The thing is... without the right attitude you'll never win.
We can divide the benchrest, or any sport, approach into three main categories. For this purpose I would not group by shooters ability, but instead, by conditions leading to success.
1. Gear
2. Technique
3. Attitude
The two first points are not focused here, because they will better fit on training. Gear acquisition, and its maintenance is all about knowledge and budget. Even a person that doesn't know how to shoot, with the right knowledge can buy the best gear. Technique is the same, is about ability to learn, execute correctly and repeat. It's better served with a Trainer. Someone that master the how's and why's and can transmit them in a perceptive way.
Now, you face a shooter that has all the knowledge, and budget, and have gone successfully through the learning process. Is this his passport for winning? From my perspective he has the ticket for it but is not able to choose the right plane to land there, if if know what I mean. Sometimes he pick the right one, and feels a big ego rise, but majority of times he fall short...
Then, an interior battle will develop, with not rare delusions periods, as he cannot understand what's missing.
Depending on the personality, and mainly beliefs, the choice between points 1 and 2 or 3 will be not an easy task.

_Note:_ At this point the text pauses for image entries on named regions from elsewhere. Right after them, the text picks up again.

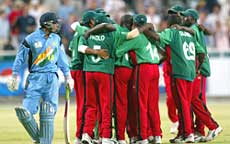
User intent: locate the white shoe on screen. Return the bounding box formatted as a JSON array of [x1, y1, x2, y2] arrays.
[[118, 140, 126, 144], [169, 135, 183, 143], [184, 133, 194, 143], [170, 121, 179, 134], [206, 126, 223, 141], [74, 137, 81, 144], [92, 137, 102, 144], [154, 136, 161, 144], [194, 132, 206, 143], [129, 137, 137, 144], [148, 136, 154, 143], [81, 133, 93, 144]]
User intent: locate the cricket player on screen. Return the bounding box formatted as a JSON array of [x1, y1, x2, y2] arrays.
[[8, 12, 73, 144], [79, 11, 153, 143], [163, 5, 184, 134], [144, 9, 207, 143], [182, 9, 222, 142], [116, 14, 161, 143], [111, 15, 133, 144]]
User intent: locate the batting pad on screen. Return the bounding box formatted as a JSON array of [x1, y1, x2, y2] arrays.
[[15, 107, 39, 143], [40, 102, 55, 144]]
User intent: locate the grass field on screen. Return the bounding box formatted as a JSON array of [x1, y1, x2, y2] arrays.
[[0, 98, 230, 144]]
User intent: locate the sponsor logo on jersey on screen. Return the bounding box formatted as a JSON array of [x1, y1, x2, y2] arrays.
[[34, 41, 42, 48], [90, 35, 105, 41], [179, 31, 192, 37]]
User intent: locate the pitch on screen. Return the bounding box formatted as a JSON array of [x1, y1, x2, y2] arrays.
[[0, 97, 230, 144]]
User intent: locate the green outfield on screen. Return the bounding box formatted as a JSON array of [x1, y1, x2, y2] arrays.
[[0, 98, 230, 144]]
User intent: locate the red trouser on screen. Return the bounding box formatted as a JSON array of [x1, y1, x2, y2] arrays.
[[171, 78, 193, 136], [192, 75, 218, 135], [163, 61, 178, 123], [71, 70, 85, 139], [114, 67, 132, 140], [128, 64, 161, 140], [83, 72, 114, 138], [148, 64, 162, 136]]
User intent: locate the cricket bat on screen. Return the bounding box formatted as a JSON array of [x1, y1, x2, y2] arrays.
[[64, 87, 70, 144]]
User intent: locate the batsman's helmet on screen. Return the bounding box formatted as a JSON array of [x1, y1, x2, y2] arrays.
[[39, 12, 60, 29]]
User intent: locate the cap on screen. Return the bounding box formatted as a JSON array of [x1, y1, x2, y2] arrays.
[[39, 12, 60, 26], [94, 13, 109, 25], [133, 14, 147, 25], [168, 5, 184, 14], [81, 10, 96, 24], [181, 9, 199, 20]]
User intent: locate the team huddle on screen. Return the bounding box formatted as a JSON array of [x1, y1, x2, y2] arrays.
[[8, 3, 222, 144]]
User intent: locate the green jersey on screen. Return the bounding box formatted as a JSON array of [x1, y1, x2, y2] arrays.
[[192, 24, 211, 77], [160, 28, 203, 81], [116, 34, 160, 64], [114, 24, 132, 68], [69, 25, 88, 70], [82, 32, 115, 74]]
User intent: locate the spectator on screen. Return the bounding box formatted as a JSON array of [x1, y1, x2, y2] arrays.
[[3, 36, 15, 50], [15, 5, 36, 43], [146, 5, 161, 29], [0, 7, 10, 48], [8, 0, 24, 47], [58, 0, 74, 21], [29, 0, 45, 27]]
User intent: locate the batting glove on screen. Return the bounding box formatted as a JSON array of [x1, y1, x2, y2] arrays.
[[7, 75, 19, 92], [65, 76, 74, 91]]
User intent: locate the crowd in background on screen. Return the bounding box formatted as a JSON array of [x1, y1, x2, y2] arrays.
[[0, 0, 230, 51]]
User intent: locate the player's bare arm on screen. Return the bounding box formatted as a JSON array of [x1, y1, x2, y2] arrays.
[[196, 53, 205, 74], [198, 24, 213, 35], [143, 30, 160, 42], [78, 45, 109, 59], [170, 24, 195, 35], [126, 23, 154, 39], [84, 23, 116, 39]]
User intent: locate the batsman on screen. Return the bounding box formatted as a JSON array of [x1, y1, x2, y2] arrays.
[[7, 12, 73, 144]]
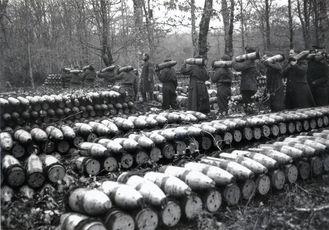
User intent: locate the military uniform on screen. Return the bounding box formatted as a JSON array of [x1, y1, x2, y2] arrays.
[[181, 64, 210, 113], [159, 67, 177, 109], [265, 62, 284, 112], [70, 73, 83, 88], [211, 68, 233, 113], [307, 59, 329, 106], [233, 60, 259, 113], [140, 60, 154, 101], [114, 70, 138, 100], [82, 68, 96, 87], [283, 63, 315, 109]]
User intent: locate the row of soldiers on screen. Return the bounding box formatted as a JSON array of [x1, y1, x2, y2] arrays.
[[60, 47, 329, 114], [62, 54, 155, 101], [158, 47, 329, 114]]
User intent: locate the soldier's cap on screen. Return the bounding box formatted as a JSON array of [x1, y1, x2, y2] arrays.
[[194, 55, 204, 58], [245, 46, 256, 53], [288, 57, 296, 62], [312, 45, 324, 50], [221, 54, 231, 61]]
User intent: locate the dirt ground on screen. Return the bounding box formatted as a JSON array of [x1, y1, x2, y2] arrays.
[[1, 172, 329, 230]]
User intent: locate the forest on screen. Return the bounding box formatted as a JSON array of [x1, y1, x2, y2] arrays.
[[0, 0, 329, 88]]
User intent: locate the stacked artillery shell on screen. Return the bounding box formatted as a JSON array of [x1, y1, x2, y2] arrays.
[[26, 154, 46, 188], [0, 90, 135, 127], [40, 155, 65, 183], [118, 173, 181, 227], [69, 188, 112, 216], [1, 155, 25, 187]]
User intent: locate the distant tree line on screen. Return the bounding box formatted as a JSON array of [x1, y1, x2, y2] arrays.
[[0, 0, 329, 86]]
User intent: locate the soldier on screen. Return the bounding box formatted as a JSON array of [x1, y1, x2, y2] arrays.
[[263, 55, 284, 112], [61, 68, 72, 88], [283, 57, 314, 109], [233, 47, 259, 114], [70, 66, 83, 88], [140, 53, 154, 101], [181, 56, 210, 113], [211, 55, 233, 115], [114, 66, 138, 100], [156, 59, 177, 109], [82, 65, 96, 87], [97, 65, 119, 86], [307, 49, 329, 106]]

If the route 3 is not the taken one, he will be lost fighting to learn more technique and to buy "better" gear.
The process will circle... sooner than later, disruption will occur with sudden disinterest and lost for benchrest competition or going to another category...

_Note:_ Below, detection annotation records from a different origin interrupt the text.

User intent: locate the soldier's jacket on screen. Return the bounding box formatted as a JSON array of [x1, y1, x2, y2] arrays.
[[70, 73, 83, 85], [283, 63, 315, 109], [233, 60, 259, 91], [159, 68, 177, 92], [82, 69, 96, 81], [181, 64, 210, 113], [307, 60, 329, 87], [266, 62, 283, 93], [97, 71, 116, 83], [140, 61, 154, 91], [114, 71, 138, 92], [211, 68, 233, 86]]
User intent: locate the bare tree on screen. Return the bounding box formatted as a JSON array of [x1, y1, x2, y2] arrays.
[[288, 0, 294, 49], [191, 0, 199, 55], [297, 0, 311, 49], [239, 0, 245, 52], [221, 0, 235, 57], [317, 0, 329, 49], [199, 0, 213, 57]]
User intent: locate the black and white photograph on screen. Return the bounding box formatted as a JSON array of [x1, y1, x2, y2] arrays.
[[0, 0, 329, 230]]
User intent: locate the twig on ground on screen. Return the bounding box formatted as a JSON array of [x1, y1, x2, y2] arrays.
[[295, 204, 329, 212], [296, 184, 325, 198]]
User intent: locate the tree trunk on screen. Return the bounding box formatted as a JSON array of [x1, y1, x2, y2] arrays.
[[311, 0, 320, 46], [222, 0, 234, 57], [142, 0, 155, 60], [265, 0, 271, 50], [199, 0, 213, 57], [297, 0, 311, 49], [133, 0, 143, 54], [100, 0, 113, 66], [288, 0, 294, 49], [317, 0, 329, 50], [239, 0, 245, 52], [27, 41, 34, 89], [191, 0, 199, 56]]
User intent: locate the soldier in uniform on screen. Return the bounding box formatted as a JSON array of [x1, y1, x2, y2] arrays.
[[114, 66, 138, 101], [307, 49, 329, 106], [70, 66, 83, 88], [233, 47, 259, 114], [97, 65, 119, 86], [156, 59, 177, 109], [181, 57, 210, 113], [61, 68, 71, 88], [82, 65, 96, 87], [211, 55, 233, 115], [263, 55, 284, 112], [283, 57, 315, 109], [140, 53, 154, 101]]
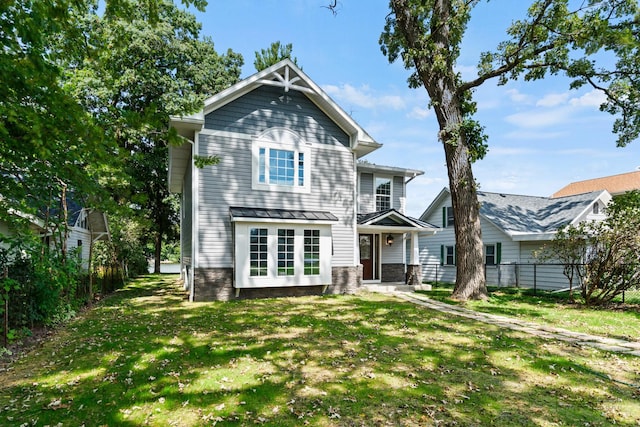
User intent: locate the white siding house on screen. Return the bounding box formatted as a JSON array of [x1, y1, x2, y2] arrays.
[[420, 188, 611, 289]]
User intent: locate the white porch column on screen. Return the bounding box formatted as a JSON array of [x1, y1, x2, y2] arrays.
[[409, 231, 420, 265]]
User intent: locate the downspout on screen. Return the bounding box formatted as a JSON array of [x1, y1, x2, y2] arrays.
[[188, 131, 200, 302]]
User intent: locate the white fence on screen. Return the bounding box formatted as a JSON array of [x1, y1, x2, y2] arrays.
[[422, 263, 580, 290]]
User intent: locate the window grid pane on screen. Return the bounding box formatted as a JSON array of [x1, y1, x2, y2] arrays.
[[258, 148, 267, 184], [249, 228, 268, 276], [269, 149, 295, 186], [298, 153, 304, 187], [376, 178, 391, 211], [484, 245, 496, 265], [304, 230, 320, 276], [447, 246, 455, 265], [278, 229, 294, 276], [447, 206, 455, 227]]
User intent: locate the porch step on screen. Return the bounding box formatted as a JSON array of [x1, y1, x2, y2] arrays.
[[362, 283, 431, 293]]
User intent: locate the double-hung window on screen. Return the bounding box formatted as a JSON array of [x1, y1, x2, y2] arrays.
[[375, 176, 391, 211], [440, 245, 456, 265], [484, 242, 502, 265], [252, 133, 311, 193], [278, 229, 294, 276], [442, 206, 455, 228], [234, 221, 332, 288], [249, 228, 268, 276]]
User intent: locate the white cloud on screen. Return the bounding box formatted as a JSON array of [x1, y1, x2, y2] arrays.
[[506, 89, 531, 104], [323, 84, 405, 110], [504, 130, 567, 141], [536, 92, 569, 107], [569, 90, 607, 107]]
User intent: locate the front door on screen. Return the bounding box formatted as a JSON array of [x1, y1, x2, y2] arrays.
[[360, 234, 378, 280]]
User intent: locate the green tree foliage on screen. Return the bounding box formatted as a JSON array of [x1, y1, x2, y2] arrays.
[[380, 0, 640, 300], [0, 0, 108, 234], [545, 191, 640, 306], [253, 41, 298, 71], [65, 0, 243, 270]]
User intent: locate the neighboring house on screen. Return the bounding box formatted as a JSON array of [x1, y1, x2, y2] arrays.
[[551, 171, 640, 198], [61, 200, 111, 267], [420, 188, 611, 288], [169, 59, 436, 301], [0, 200, 111, 267]]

Attitude is the main driver of winners and champions!
Attitude is about coaching. Sometimes, people tend to go through the mentor route. Mentoring has proved a successful way in intelectual and academic fields, but yet to prove in sports. It looks like because mentoring doesn't tailor attitude, but functions by exemple. By exemple in sports, just doesn't work.
Coaching is the answer for the ones that wan't to achieve the last podium step, knowing that only one can be there... and to be there you had to fight a bunch of pretenders.
The right coach is even harder to find then just a coach!
Commitment between both persons, I didn't express personalities by purpose, is essential, and it starts from the very first questions asked and answers given. If you want a coach, be prepared to be able to choose one. It's up to you, to first understand, why you need/want one.
Tony's post is a very sensitive coach approach. A coach don't demand, don't impose, just anticipate what you could not yet realize.
That's the most important competency you should seek for, in a coach.